Les éditions L’Echappée nous réservent toujours de très belles surprises. Nous avions présenté le livre Séverine, L’Insurgée en décembre 2022 lors d’un entretien avec deux coautrices du livre, le numéro 2 de Brasero était une mine et un article annonçait une nouvelle collection intitulée Paris Perdu.
Je présentai ainsi l’article dans la chronique Des idées et des luttes sur le site du Monde libertaire :
« Je mettrai particulièrement en valeur l’article sur le Paris perdu. Je cite le chapo : « si les transformations de Paris étouffent nos souvenirs, si la ville populaire n’est plus, quelques écrivains, que l‘on serait tenté de considérer comme une famille littéraire, nous racontent ce que furent jadis La Mouffe et la Maube, les halles, la rue de Lappe, Saint Germain des prés, le topol et les troquets qui les jalonnaient. Un tour d’horizon de cet univers où les habitants, eux aussi, en pinçaient pour les formules bien balancées ». Vous retrouverez Fallet, Yonnet, Hardellet, Fargue, évidemment, Dabit dans le lignage de François Villon. En 2023, l’échappée lance une nouvelle collection Paris Perdu. Deux titres prévus : Rue du Havre de Paul Guimard et le vin blanc de la Villette de Jules Romains. Un régal en perspective ».

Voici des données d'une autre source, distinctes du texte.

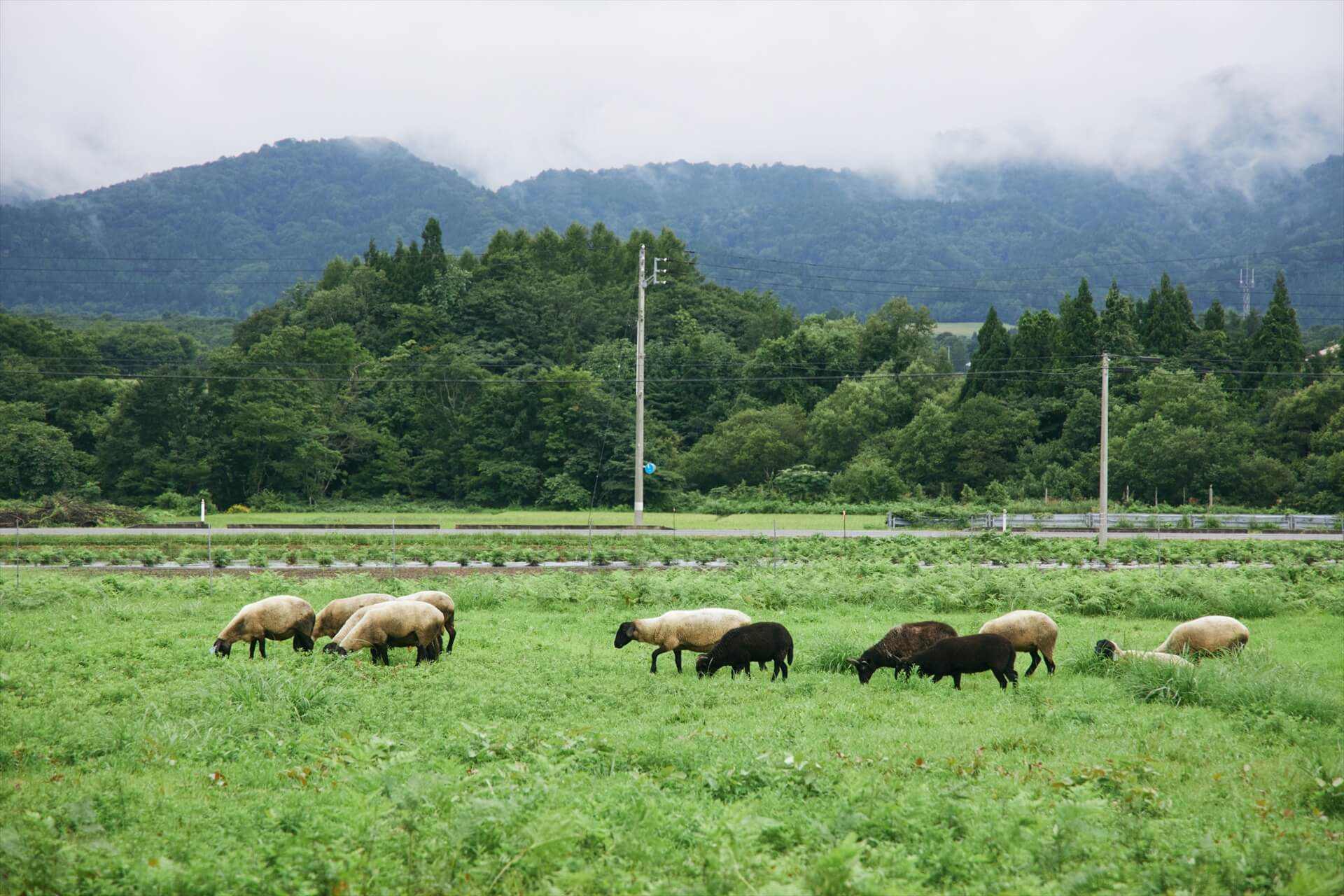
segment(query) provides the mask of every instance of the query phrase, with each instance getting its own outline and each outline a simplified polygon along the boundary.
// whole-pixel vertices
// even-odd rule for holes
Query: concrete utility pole
[[[1251,267],[1251,259],[1246,259],[1246,267],[1242,269],[1241,275],[1242,285],[1242,317],[1251,316],[1251,290],[1255,289],[1255,269]]]
[[[653,259],[653,277],[644,277],[644,246],[640,246],[640,310],[634,343],[634,525],[644,525],[644,287],[659,285],[659,262]],[[665,281],[664,281],[665,282]]]
[[[1109,497],[1106,494],[1106,485],[1107,485],[1107,481],[1109,481],[1107,466],[1110,465],[1110,450],[1109,450],[1110,445],[1107,445],[1109,435],[1110,435],[1107,430],[1110,427],[1107,426],[1109,420],[1106,419],[1106,418],[1110,416],[1109,404],[1110,404],[1110,355],[1106,353],[1106,352],[1102,352],[1102,356],[1101,356],[1101,482],[1098,485],[1098,492],[1097,492],[1098,496],[1101,497],[1101,527],[1097,529],[1097,545],[1102,547],[1102,548],[1106,547],[1106,498]]]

Ces deux derniers titres viendront plus tard mais nous avons un ouvrage d’André Warnod avec une introduction de sa fille Jeanine. Les Plaisirs de la rue. C’est le Paris populaire, l’art de flâner, un côté Léon Paul Fargue le Piéton de Paris. Lisez la page 21. On découvre des activités disparues comme le marchand de peaux de lapin, le photographe de rue. Les pages sont merveilleusement illustrées par des dessins de Warnod dont certains rappellent Valloton, d’autres Poulbot. Et nous voilà aux marchés aux puces, la foire à la ferraille, boulevard Richard Lenoir ou la foire aux jambons. Vous en découvrirez d’autres qui ont disparu. Carco n’est pas loin surtout lorsqu’il s’agit de souligner combien Montmartre est mort, livré aux touristes, déjà en 1920.

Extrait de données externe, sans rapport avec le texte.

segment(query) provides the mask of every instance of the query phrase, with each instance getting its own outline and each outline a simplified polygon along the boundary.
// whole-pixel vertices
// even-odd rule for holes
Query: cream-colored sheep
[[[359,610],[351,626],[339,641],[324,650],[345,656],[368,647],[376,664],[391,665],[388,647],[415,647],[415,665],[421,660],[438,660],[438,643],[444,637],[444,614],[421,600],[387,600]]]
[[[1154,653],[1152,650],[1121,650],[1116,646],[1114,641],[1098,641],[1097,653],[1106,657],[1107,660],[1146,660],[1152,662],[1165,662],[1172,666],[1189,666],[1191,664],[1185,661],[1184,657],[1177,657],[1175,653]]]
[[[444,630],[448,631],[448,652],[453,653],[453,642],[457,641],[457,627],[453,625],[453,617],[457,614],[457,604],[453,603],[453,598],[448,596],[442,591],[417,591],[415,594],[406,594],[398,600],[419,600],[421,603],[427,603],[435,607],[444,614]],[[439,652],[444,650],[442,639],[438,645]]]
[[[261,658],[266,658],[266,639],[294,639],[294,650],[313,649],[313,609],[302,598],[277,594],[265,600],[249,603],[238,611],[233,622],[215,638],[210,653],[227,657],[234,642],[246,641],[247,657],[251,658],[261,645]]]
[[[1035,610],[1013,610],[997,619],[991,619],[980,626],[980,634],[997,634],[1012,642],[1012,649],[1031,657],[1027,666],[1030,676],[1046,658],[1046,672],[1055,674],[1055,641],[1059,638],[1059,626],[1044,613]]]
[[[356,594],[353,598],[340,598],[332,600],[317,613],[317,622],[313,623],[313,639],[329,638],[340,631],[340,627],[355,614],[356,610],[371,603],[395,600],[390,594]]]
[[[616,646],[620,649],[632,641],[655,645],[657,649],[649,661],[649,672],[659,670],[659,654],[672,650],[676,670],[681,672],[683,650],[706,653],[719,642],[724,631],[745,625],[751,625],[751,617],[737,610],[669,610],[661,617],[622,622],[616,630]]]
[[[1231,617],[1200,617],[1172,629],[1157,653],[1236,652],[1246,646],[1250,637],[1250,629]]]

« C’est un spectacle digne de tenter ceux qui aiment Paris jusque dans les détails les moins connus de son pittoresque. »
Le passé de Paris, ses fêtes, ses bals populaires, le temps du Carnaval bien oublié avec la descente de la Courtille, c’est-à-dire la rue de Belleville. Milord l’Arsouille n’est pas loin. Un joli charme désuet qui donne envie de se promener dans Paris. N’oublions pas le talent artistique de Warnod qui valorisera et Montmartre et Montparnasse en créant le concept d’Art vivant. Nous en avions parlé avec Matthyeu Le Bal lors de notre émission de fin janvier de cette année pour la présentation de son livre Montparnasse, quand Paris éclairait le monde publié chez Albin Michel et préfacé par Jeanine Warnod.
Second ouvrage, un roman d’Eugène Dabit, La zone verte. Vous connaissez au moins le titre du plus célèbre de ses livres, Hôtel du Nord, publié en 1929. Dabit est l’homme du 18ème arrondissement si populaire en ces temps. Il étudie le dessin à l’Académie de la Grande Chaumière. Il recherche toujours l’authenticité, se lie à l’école prolétarienne de Poulaille et développera des écrits très éclectiques. Mais il n’y a pas que le Paris des boulevards et des ruelles. Ce qui attire Dabit c’est aussi cette zone à 50 km de Paris, un ailleurs. Découvrez la page 12.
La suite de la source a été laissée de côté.